The Global Port Tracker report projects that imports into major U.S. seaports will be down 4% in the second half of the year after expanding 5.5% year-over-over in the first six months of 2022.
Descartes Datamyne, a data analysis group owned by supply-chain software company Descartes Systems Group Inc., suggests an even steeper decline based on its tracking of inbound trade volumes.
Their report earlier this month said September container imports, measured in 20-foot-equivalent units, were down 11% year-over-year and were off 12.4% from August, an unusually sharp falloff in the months considered the height of the peak shipping season. Container imports from China, where manufacturers of goods including furniture, toys and electronics stuff boxes bound for U.S. retailers, tumbled 18.3% from August to September.
Many retailers pulled peak season orders in early this year to avoid a repeat of 2021 when supply-chain congestion caused delays and product shortages during the holidays. Many merchants now are coping with overstuffed warehouses after consumers shifted their spending this summer and fall from household goods, electronics and furniture to travel and dining out.
The slowdown in imports is already hitting rail volumes.
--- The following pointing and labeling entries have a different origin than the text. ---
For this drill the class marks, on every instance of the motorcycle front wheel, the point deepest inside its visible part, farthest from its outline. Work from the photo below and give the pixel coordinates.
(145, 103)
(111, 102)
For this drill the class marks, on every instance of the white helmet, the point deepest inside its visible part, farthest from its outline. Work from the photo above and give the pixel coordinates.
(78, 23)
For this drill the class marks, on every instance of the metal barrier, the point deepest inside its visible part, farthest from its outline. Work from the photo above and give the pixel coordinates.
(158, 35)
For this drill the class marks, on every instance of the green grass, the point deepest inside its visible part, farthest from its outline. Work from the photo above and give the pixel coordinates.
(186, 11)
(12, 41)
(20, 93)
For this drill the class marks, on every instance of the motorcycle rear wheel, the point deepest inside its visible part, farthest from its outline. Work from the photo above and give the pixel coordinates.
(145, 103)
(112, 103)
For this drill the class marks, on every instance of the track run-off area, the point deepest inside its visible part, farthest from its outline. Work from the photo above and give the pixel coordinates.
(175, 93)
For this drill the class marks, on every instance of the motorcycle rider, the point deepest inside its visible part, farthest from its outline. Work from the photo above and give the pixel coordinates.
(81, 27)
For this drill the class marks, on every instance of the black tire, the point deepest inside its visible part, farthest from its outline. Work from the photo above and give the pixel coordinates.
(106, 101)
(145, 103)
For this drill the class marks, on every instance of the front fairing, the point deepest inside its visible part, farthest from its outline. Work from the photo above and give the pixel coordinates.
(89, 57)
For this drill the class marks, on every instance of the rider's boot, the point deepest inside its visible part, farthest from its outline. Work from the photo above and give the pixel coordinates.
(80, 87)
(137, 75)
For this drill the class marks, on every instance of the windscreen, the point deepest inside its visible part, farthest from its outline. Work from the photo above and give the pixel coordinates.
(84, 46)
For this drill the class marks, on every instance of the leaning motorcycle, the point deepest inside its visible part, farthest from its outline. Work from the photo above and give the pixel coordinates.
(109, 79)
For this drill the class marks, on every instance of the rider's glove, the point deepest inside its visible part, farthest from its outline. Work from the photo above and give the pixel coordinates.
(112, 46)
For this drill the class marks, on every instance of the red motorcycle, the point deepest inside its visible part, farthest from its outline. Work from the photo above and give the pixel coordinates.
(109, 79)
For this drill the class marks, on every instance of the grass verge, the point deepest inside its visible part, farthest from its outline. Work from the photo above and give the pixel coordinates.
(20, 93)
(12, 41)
Average weekly loads carried in intermodal operations, a combined truck-rail service favored by retailers, fell 4.8% year-over-year in September, according to the Association of American Railroads. The volume was also 5.4% below August levels.
Trucking business, too, shows signs of moderating.
FTR Transportation Intelligence said in a report Monday issued through Truckstop.com, a load board matching truckers and available loads, that spot-market business on the West Coast recently fell to its lowest level since May 2020 and that demand in the Southeast “fell sharply after recent strength.”
The falling demand is sending freight rates into an unseasonable decline. DAT Solutions LLC, another load board matching truckers and loads, said the average spot rate for truckload vans fell from August to September for the first time since 2015.
Container shipping rates that hit record highs last year have also pulled back sharply, although they still remain above 2019 levels. That is providing relief to shippers after skyrocketing prices over the past year strained logistics budgets.
Tom France, vice president of logistics at Trane Technologies, which makes heating, ventilation, and air conditioning systems, said last month that truckload, ocean and air rates were falling rapidly. “We are breathing a sigh of relief because rates are coming down and capacity is available,” he said.
Mr. France said his ocean rates alone were down to about $5,000 from $15,000 a year ago. “Talk to me tomorrow,” Mr. France said, “it may be lower.“
Tim Smith, director of global transportation and logistics at Old Time Pottery, a Murfreesboro, Tenn.-based discount home-goods retailer, said ocean carriers are calling regularly to offer contracted rates for space on container ships through the middle of 2023.
“Not only are the steamship lines reaching out inquiring about contracts, but they’re aggressively following up when you don’t get back to them immediately,” Mr. Smith said.
The peak shipping season cascades down into package transport, as United Parcel Service Inc., FedEx Corp. and others typically handle growing volumes as the calendar counts down to Christmas. Even that high-profit business comes with warnings this year.
A Citi survey of shippers this month found many moderating their outlook, with 22% expecting to ship more this year than last year compared with 38% that expected to ship more at this time last year. Citi analysts say they expect a “weaker peak season and a large amount of uncertainty in terms of the magnitude of demand.”